Along with the nine killed by the avalanche, two other climbers fell to their deaths on the way up the mountain, making this the deadliest year on K2 since 1986, Pakistani officials said.

Van Rooijen was one of two Dutch climbers rescued after the accident. He slept two nights on K2 without a sleeping bag, food or water, but was plucked from the mountain by a rescue helicopter after making his way down from the icy upper reaches of the pyramid-shaped peak.

He described passing three South Korean climbers who chose to wait for rescuers and who are believed to have been among the dead. Other climbers fell to their deaths while trying to cross the gully where the safety ropes had been severed, according to a spokesman for the Dutch expedition who had been in contact with Van Rooijen by satellite phone.

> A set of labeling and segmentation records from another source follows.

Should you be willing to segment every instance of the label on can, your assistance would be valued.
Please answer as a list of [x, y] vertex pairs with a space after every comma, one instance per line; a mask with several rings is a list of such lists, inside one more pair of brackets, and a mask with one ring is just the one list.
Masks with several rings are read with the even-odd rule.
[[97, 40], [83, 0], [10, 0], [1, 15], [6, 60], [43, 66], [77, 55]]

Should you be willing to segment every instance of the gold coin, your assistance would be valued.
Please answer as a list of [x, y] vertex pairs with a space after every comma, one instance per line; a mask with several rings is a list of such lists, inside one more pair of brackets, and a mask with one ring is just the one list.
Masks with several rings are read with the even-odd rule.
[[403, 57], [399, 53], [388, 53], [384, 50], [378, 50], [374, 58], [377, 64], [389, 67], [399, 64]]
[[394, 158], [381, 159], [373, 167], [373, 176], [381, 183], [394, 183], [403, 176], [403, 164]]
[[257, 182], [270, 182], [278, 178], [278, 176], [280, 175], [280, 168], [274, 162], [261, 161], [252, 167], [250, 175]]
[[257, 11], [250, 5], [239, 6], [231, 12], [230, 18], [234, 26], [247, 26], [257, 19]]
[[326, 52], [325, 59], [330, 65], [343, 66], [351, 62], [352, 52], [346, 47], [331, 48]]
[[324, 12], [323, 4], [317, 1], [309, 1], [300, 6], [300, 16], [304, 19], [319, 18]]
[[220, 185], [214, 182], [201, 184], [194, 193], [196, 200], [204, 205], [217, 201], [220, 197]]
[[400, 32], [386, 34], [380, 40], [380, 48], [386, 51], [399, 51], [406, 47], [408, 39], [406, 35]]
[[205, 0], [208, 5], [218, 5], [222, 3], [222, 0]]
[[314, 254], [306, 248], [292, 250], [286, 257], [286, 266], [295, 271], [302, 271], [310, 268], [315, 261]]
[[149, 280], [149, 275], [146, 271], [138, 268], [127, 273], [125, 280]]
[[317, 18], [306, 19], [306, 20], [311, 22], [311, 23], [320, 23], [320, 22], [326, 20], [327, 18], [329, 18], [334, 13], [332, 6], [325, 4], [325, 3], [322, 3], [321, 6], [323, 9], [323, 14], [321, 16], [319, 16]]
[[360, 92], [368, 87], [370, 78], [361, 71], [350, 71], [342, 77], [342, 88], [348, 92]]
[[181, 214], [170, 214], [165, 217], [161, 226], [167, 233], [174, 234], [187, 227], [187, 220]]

News reports also said that at least some of the trapped climbers froze to death after being forced to spend the night near the top of a peak that rises more than 28,250 feet.

The avalanche occurred after nightfall Friday in a perilous gorge known as the Bottleneck, the last major obstacle on the way to the summit. Climbers became scattered and scrambled to save themselves, Van Rooijen said, a scene reminiscent of the 1996 catastrophe on Mt. Everest that killed eight climbers in a tragedy described in Jon Krakauer's bestselling book "Into Thin Air."